What’s This Information Worth to You?

In running a business, speaking to groups, teaching a university class, I’ve learned that often an exact-sounding guess in the right range is more useful than “I’ll check on that and get back to you” or “I’m not sure exactly, but it’s around such-and-such.” So “ROI of 7%” sounds much better than “something like 5-10%.” And it means really the same thing.

In the world of business there is the fact that business information is worth the decisions you make with it. Technically, it’s worth the difference in your bank account between your bank balance with the information and your balance without it. Obviously one of those two values has to be hypothetical, but the concept is still true.

Similarly, 1.23 million registered users is a lot more credible than “more than a million,” but in business terms it means just about exactly the same thing. Annual growth of 9.7% is more credible than annual growth of “about 10%” and for decision purposes, it means the same thing.

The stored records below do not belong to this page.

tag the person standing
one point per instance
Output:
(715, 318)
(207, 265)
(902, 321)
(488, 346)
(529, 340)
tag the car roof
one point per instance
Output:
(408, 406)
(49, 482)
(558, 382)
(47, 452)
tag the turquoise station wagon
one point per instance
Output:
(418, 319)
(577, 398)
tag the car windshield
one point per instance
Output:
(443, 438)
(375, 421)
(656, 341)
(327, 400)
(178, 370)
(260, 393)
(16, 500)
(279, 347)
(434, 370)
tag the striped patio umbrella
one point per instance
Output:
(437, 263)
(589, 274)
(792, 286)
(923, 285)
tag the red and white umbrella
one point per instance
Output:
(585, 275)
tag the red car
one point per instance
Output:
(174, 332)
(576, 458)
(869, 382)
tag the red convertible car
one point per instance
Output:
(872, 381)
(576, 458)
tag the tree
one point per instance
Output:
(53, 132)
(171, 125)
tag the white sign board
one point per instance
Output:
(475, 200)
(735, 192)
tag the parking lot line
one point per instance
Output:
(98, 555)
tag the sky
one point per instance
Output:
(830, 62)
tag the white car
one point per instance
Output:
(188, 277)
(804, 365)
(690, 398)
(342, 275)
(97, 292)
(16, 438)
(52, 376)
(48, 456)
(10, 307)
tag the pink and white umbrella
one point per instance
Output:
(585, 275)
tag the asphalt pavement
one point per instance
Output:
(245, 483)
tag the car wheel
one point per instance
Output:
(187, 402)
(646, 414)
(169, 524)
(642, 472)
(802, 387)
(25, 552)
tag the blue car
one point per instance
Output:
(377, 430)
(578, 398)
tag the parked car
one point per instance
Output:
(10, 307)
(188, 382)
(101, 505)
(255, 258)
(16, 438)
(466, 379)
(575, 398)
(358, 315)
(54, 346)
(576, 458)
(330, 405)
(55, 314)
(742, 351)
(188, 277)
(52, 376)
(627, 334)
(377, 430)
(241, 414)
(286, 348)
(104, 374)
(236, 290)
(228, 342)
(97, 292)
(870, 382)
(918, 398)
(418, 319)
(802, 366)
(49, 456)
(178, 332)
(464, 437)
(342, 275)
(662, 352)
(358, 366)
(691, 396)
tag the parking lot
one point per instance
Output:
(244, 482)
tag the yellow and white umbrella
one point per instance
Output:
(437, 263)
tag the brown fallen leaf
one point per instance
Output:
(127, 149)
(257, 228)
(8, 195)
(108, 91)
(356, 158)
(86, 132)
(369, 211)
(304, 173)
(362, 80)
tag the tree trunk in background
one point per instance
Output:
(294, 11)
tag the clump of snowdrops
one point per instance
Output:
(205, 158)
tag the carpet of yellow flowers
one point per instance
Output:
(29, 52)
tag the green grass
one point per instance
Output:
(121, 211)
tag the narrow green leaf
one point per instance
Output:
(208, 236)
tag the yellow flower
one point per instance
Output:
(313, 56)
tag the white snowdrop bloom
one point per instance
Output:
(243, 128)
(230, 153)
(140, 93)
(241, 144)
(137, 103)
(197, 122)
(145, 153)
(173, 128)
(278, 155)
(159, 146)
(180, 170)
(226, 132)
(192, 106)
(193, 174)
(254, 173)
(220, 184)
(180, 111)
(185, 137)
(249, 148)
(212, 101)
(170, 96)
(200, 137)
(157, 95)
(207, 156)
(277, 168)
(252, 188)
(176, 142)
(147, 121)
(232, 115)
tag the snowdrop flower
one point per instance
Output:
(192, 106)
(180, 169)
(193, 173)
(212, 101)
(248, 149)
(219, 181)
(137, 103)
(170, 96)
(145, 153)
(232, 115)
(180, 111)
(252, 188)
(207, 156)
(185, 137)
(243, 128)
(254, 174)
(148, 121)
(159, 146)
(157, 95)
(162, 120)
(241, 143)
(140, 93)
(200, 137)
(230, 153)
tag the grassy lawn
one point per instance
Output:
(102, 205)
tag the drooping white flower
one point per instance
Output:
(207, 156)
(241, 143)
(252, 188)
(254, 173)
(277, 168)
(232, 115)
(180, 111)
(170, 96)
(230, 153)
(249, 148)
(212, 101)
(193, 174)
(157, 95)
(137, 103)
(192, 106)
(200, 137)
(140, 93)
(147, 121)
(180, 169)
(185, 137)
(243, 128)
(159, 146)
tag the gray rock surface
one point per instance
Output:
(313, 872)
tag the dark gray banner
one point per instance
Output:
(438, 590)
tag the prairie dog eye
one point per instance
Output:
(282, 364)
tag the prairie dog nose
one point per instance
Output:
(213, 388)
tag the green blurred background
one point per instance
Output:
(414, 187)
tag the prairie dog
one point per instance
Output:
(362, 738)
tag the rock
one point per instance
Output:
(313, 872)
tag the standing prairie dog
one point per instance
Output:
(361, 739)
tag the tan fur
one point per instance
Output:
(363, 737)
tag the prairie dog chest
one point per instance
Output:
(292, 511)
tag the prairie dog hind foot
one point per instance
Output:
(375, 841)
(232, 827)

Seth Godin reminded me of phenomenon this morning with his post Let’s make up some numbers. And his point is a lot like what Chip and Dan Heath are saying in Made to Stick, about communicating ideas. Seth says specifics sound better:

Marketers make up numbers all the time. It’s a great way to tell a story with efficiency, and if you do it in the right spirit (meaning that the numbers are as close to true as you can get them) there’s little downside or damage. Except to your reputation when you’re wrong…

Do we need to know how much the Dow moved to a tenth of a point? No, of course not. But when we start delivering numbers with that level of accuracy, people can’t help but believe them.

I would add that in many cases making a number more specific, but in the right range, isn’t really being wrong. It’s communicating well.